The West calls this stability. We call it a financial coup. Where once they sent in drones, now they send consultants. Where once they carpet-bombed cities, now they audit ministries. But the outcome is the same: sovereignty reduced to a spreadsheet. And as imperial decay deepens, the tools of domination only grow more desperate—hybrid warfare, sanctions-as-siege, and the soft dictatorship of technocrats who wear no uniforms but enforce the same orders.
Syria today is not a country recovering—it’s a country under occupation by other means. The war never ended. It just changed form.
Against the Recolonizers: Revolution Is the Only Recovery
No amount of grants, no number of power stations, no chorus of World Bank consultants can disguise what’s really happening in Syria. This isn’t recovery—it’s recolonization by other means. The bombs may have stopped falling, but the war continues through contracts, checkpoints, and conditionalities. The battlefield is no longer Aleppo or Deir ez-Zor—it’s the debt ledger, the procurement office, the energy grid. The enemy wears suits now, speaks in development jargon, and flies in on Gulfstream jets with PowerPoints about “resilience.” But make no mistake: it is the same imperial war. Only the weapons have changed.
And so must the resistance. To fight this phase of recolonization requires a new strategy—one that understands the nature of the enemy and refuses to play by its rules. That means rejecting the legitimacy of the World Bank and IMF altogether. It means exposing the al-Jolani regime as the imperial proxy it is—not the voice of the Syrian people, but the ventriloquist dummy of Washington, Doha, and Ankara. It means calling out so-called “recovery” for what it is: the final act in a counterinsurgency campaign that spans from drone strikes to debt traps.

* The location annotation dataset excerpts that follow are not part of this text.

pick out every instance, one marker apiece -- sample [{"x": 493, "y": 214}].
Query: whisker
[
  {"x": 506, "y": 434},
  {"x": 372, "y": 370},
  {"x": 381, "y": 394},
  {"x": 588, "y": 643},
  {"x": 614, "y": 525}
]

But it also means more than critique. It means building dual and contending power: grassroots energy collectives that bypass privatized grids, popular councils that reject foreign-managed reconstruction, cross-border solidarity networks that refuse to let Syria be carved up by finance capital. It means defending what remains of Syria’s social infrastructure and working to rebuild it from the bottom up—under the control of the people, not technocrats. And it means mobilizing internationally: demanding cancellation of Syria’s illegitimate debt, exposing the farce of the “post-war” narrative, and standing in active, material solidarity with all anti-imperialist forces resisting recolonization in West Asia and beyond.
The outlines of this resistance already exist. From Iranian supply corridors keeping Syrian hospitals open, to Hezbollah’s defiance of Israeli aggression, to defectors from HTS refusing to serve as imperial puppets—there is a struggle alive in Syria that no World Bank grant can extinguish. The question is whether we in the imperial core will meet that struggle with words, or with action. Whether we will watch as Syria is sold off piece by piece—or whether we will choke off the pipelines of profit that make it possible. Whether we will build with the people, or write eulogies after the fact.
This is not about nostalgia for the past. It’s about fighting for a future that belongs to the people of Syria—not the investors circling like vultures. We do not want a reconstructed Syria under occupation. We want a liberated Syria, rebuilt by its own people, under its own terms. Until then, our task is clear: expose the enemy, stand with the resistance, and prepare for revolutionary rupture.